Il middle management, invece, è più focalizzato sull’efficacia all’interno del team, sulla delega, sull’allineamento tra strategia e operatività.
Molte delle persone che seguo nel coaching vogliono capire come affrontare conversazioni difficili, specialmente quando ci sono conflitti nelle relazioni lavorative.
Qual è la sfida più grande per te come coach?
La sfida più grande per me come coach — e sorrido perché so che è un mio limite — è che mi entusiasmo così tanto per la persona e il suo tema che a volte faccio fatica a restare nel ruolo di coach. Un coach non dovrebbe dare consigli, quindi devo trattenermi dal dire “perché non provi a fare così?” oppure “magari potresti fare questo”.
Devo fermarmi, e porre invece domande, tipo “cosa provi quando dici questa cosa?” o “ho notato un cambiamento nella tua energia, a cosa potrebbe essere legato?”. Ecco, questa è una delle mie difficoltà.
Perché sei empatica e quindi forse ti fai coinvolgere, e devi sforzarti di restare obiettiva, guardare le cose da fuori.

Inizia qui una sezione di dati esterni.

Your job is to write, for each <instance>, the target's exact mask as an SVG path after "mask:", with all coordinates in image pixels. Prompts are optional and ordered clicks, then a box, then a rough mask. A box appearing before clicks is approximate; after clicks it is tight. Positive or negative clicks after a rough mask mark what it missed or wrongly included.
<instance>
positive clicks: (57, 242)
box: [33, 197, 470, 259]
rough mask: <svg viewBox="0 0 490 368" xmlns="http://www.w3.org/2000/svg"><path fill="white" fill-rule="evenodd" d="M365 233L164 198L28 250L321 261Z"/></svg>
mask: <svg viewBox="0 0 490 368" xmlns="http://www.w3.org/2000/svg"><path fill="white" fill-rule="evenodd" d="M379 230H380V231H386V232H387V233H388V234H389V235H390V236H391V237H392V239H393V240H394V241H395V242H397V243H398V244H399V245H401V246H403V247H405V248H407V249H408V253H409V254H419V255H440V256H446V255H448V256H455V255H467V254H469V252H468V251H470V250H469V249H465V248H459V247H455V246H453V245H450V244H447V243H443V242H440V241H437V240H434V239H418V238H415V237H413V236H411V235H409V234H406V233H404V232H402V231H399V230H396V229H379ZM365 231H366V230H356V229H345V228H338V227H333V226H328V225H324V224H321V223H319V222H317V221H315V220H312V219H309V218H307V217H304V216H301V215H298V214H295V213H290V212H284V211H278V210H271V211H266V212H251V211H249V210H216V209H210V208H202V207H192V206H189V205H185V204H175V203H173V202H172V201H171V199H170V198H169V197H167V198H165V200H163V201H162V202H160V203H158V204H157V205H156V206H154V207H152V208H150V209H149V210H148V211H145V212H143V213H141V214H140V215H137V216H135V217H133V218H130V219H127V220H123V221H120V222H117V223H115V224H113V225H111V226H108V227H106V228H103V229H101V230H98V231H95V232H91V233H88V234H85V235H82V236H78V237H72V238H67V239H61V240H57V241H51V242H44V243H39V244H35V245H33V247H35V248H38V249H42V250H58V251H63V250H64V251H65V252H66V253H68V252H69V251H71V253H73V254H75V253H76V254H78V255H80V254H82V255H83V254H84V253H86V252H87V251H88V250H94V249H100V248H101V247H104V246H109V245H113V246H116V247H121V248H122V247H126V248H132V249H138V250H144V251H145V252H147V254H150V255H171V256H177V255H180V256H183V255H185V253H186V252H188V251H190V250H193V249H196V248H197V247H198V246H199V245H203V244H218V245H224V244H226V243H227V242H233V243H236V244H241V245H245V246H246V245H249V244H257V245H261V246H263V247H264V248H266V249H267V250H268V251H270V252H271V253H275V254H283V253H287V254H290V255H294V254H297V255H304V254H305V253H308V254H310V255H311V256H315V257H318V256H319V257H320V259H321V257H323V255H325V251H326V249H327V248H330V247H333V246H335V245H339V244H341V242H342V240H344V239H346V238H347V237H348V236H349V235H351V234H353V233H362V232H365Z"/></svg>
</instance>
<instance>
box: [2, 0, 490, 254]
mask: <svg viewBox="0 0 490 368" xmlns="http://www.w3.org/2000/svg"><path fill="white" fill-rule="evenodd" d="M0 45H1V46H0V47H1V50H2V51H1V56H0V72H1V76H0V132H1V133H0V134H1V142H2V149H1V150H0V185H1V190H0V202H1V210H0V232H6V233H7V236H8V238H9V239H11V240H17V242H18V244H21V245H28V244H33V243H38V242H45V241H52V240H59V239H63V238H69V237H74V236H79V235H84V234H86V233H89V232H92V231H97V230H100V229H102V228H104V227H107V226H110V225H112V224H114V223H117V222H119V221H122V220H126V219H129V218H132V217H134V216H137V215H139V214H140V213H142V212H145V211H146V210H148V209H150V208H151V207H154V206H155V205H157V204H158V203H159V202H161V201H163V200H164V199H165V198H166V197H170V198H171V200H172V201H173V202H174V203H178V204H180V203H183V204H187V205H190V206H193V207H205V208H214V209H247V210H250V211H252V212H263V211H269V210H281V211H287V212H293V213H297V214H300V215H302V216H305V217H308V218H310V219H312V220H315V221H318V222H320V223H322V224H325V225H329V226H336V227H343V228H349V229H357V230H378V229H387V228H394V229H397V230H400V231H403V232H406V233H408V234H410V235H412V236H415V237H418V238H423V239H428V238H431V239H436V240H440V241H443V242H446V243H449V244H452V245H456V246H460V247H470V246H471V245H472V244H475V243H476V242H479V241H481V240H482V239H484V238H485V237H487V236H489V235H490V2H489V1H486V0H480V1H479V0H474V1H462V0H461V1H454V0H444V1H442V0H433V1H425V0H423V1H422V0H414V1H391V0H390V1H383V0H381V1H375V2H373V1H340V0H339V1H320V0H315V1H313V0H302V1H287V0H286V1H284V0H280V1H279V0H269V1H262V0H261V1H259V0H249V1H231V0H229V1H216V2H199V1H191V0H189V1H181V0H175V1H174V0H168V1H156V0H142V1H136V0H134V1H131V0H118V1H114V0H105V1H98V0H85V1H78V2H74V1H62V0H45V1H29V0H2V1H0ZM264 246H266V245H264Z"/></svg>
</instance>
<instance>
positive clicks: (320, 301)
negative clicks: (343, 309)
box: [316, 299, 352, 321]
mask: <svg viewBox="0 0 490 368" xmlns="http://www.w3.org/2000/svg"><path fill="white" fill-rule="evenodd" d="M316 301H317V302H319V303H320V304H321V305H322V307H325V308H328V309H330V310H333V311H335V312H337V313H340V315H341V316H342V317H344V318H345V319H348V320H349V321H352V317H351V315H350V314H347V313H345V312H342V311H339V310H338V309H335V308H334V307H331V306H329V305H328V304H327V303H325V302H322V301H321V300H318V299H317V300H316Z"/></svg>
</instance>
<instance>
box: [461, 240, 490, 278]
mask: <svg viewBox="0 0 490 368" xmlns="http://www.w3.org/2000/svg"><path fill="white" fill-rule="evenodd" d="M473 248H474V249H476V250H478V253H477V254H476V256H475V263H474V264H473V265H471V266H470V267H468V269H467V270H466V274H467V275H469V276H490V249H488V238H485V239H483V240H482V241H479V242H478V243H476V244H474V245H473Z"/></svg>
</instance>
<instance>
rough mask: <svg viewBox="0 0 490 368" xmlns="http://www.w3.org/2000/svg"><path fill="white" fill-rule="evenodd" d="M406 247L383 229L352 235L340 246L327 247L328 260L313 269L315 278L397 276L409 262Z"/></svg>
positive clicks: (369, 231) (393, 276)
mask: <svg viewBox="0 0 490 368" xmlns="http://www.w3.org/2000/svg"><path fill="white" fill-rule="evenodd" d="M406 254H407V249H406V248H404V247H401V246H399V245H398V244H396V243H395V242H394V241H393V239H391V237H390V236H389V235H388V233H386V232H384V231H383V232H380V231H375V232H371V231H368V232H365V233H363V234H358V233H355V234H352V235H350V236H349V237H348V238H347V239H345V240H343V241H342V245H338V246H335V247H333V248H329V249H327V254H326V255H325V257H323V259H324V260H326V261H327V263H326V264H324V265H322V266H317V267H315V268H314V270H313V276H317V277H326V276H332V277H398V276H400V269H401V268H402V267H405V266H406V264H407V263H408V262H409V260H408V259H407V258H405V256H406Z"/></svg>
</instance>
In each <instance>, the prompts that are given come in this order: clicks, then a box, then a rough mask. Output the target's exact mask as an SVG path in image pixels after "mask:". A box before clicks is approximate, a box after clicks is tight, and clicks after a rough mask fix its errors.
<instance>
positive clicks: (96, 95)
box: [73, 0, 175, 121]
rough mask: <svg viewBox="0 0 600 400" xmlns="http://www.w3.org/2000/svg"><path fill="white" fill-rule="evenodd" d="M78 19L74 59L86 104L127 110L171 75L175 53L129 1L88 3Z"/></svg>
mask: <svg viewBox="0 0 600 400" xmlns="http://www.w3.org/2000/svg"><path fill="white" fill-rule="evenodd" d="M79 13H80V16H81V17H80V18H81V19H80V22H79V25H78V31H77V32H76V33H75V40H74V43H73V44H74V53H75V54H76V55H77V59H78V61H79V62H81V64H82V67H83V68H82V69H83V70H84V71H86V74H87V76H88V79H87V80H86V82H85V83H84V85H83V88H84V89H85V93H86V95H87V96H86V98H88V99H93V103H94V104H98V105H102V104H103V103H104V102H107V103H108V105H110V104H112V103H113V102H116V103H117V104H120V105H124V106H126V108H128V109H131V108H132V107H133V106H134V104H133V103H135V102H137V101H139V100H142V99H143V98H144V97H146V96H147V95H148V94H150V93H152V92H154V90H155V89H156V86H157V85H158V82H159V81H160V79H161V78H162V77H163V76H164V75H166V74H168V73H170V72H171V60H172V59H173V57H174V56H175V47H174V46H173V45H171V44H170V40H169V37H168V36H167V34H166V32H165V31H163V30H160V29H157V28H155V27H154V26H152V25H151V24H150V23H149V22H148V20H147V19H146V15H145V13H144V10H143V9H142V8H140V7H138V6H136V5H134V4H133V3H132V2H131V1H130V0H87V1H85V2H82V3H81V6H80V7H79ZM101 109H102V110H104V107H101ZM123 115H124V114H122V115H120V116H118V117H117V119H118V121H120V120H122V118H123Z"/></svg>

Sì. E devo anche sforzarmi di non presumere che la persona abbia lo stesso tipo di problema di qualcuno che ho già seguito in passato, perché, come dicevo, emergono spesso gli stessi temi. Ma ogni persona è un individuo. Ha la propria personalità, i propri valori, le sue motivazioni. E lavora in un contesto diverso da quello di altri che ho seguito.
Quindi devo evitare di pensare “questo problema mi ricorda quello di un’altra persona di qualche mese fa”.
Sono anche supervisionata. Per ogni coach certificato è una buona pratica essere supervisionati. Io stessa ricevo supervisione e rifletto molto dopo le sessioni che conduco.
A volte riporto delle situazioni al mio supervisore e mi confronto con lui, chiedendogli, per esempio: “Ho superato il limite, secondo te? Perché ho la sensazione di aver quasi diretto le domande”.
Sono curiosa riguardo il tuo ruolo di supervisore. Cosa significa? Cosa fai come supervisore di coach?
Supporto i coach, che lavorino One-to-One o con i team, e li aiuto a fare un passo indietro e riflettere sui processi in gioco.
Perché anche il coach è uno strumento. Il coach stesso è parte del processo di coaching.
È necessario assicurarsi che la persona stia definendo con il cliente gli obiettivi e le regole del percorso, che non venga trascinata dentro al problema, che riesca a mantenere la giusta distanza.
E, come supervisore, posso anche offrire strumenti e dare consigli. È una postura diversa, un ruolo diverso. E devo ammettere che mi piace molto.
Per esempio, posso aiutarli anche a usare i test psicometrici, che sono un altro strumento molto utile per i coach.
Gli strumenti psicometrici, come quelli di PerformanSe, ti aiutano ad affrontare il coaching in modo oggettivo. Potresti spiegare come funziona, e fare qualche esempio basato sulla tua esperienza?
Trovo gli strumenti PerformanSe davvero utili perché offrono dati concreti su personalità, comportamento, valori, motivazioni, stili cognitivi. Aiutano a sviluppare una consapevolezza di sé più profonda.
Normalmente gli Executive hanno già una certa consapevolezza di sé, ma con questi strumenti andiamo ancora più in profondità. Confermano ciò che già sanno su se stessi, ma aiutano anche a individuare i punti ciechi e a validare le loro percezioni.
Sono come uno specchio, e penso che accelerino il processo.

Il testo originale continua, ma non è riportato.